Flight
Thinking that I would find you, thinking I would make the plane that goes hourly out of Boston I drove into the city. Thinking that on such a night every thirsty man would have his jug and that the Negro women would lie down on pale sheets and even the river into town would stretch out naturally on its couch, I drove into the city. On such a night, at the end of the river, the airport would sputter with planes like ticker-tape.
Foot on the gas
I sang aloud to the front seat, to the clumps of women in cotton dresses, to the patches of fog crusting the banks, and to the sailboats swinging on their expensive hooks.
There was rose and violet on the river as I drove through the mist into the city.
I was full of letters I hadn't sent you, a red coat over my shoulders and new white gloves in my lap.
I dropped through the city as the river does, rumbling over and under, as indicated, past the miles of spotted windows minding their own business, through the Sumner Tunnel, trunk by trunk through its sulphurous walls, tile by tile like a men's urinal, slipping through like somebody else's package.
Parked, at last, on a dime that would never last,
I ran through the airport.
Wild for love, I ran through the airport, stockings and skirts and dollars.
The night clerk yawned all night at the public, his mind on tomorrow's wages.
All flights were grounded.
The planes sat and the gulls sat, heavy and rigid in a pool of glue.

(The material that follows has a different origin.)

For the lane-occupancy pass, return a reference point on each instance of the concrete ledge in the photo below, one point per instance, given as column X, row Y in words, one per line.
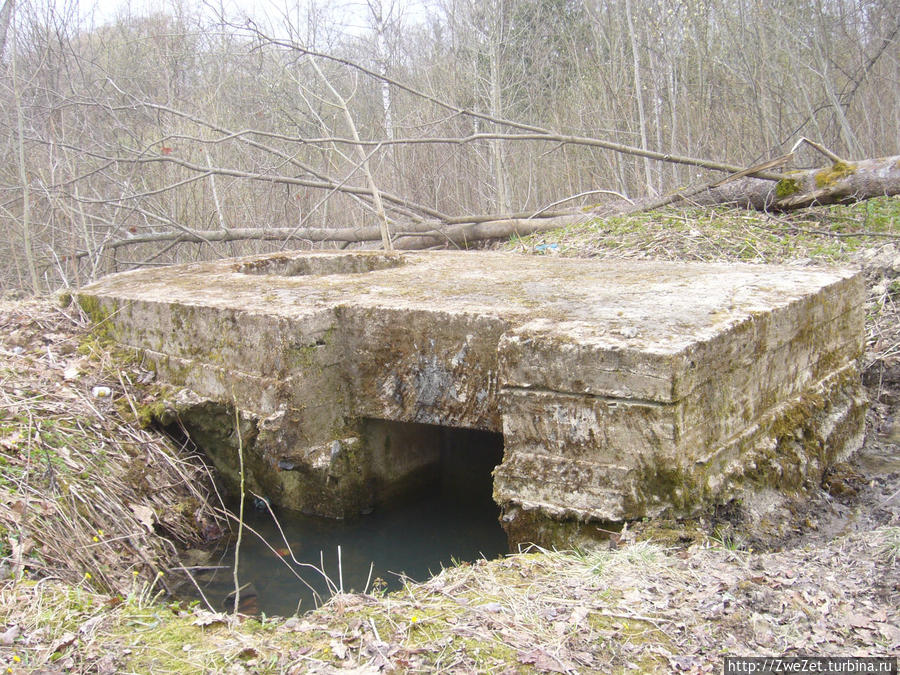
column 623, row 390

Knowing I would never find you I drove out of the city. At the airport one thousand cripples sat nursing a sore foot. There was more fog and the rain came down when it thought of it. I drove past the eye and ear infirmaries, past the office buildings lined up like dentures, and along Storrow Drive the streetlights sucked in all the insects who had nowhere else to go.
FOR ELEANOR BOYLAN TALKING WITH GOD
God has a brown voice, as soft and full as beer.

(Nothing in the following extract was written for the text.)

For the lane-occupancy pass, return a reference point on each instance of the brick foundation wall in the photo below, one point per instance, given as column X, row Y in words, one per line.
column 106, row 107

Eleanor, who is more beautiful than my mother, is standing in her kitchen talking and I am breathing in my cigarettes like poison. She stands in her lemon-colored sun dress motioning to God with her wet hands glossy from the washing of egg plates. She tells him! She tells him like a drunk who doesn't need to see to talk.
It's casual but friendly. God is as close as the ceiling.
Though no one can ever know,
I don't think he has a face.
He had a face when I was six and a half.
Now he is large, covering up the sky like a great resting jellyfish.
When I was eight I thought the dead people stayed up there like blimps.
Now my chair is as hard as a scarecrow and outside the summer flies sing like a choir.
Eleanor, before he leaves tell him ...
Oh Eleanor, Eleanor, tell him before death uses you up.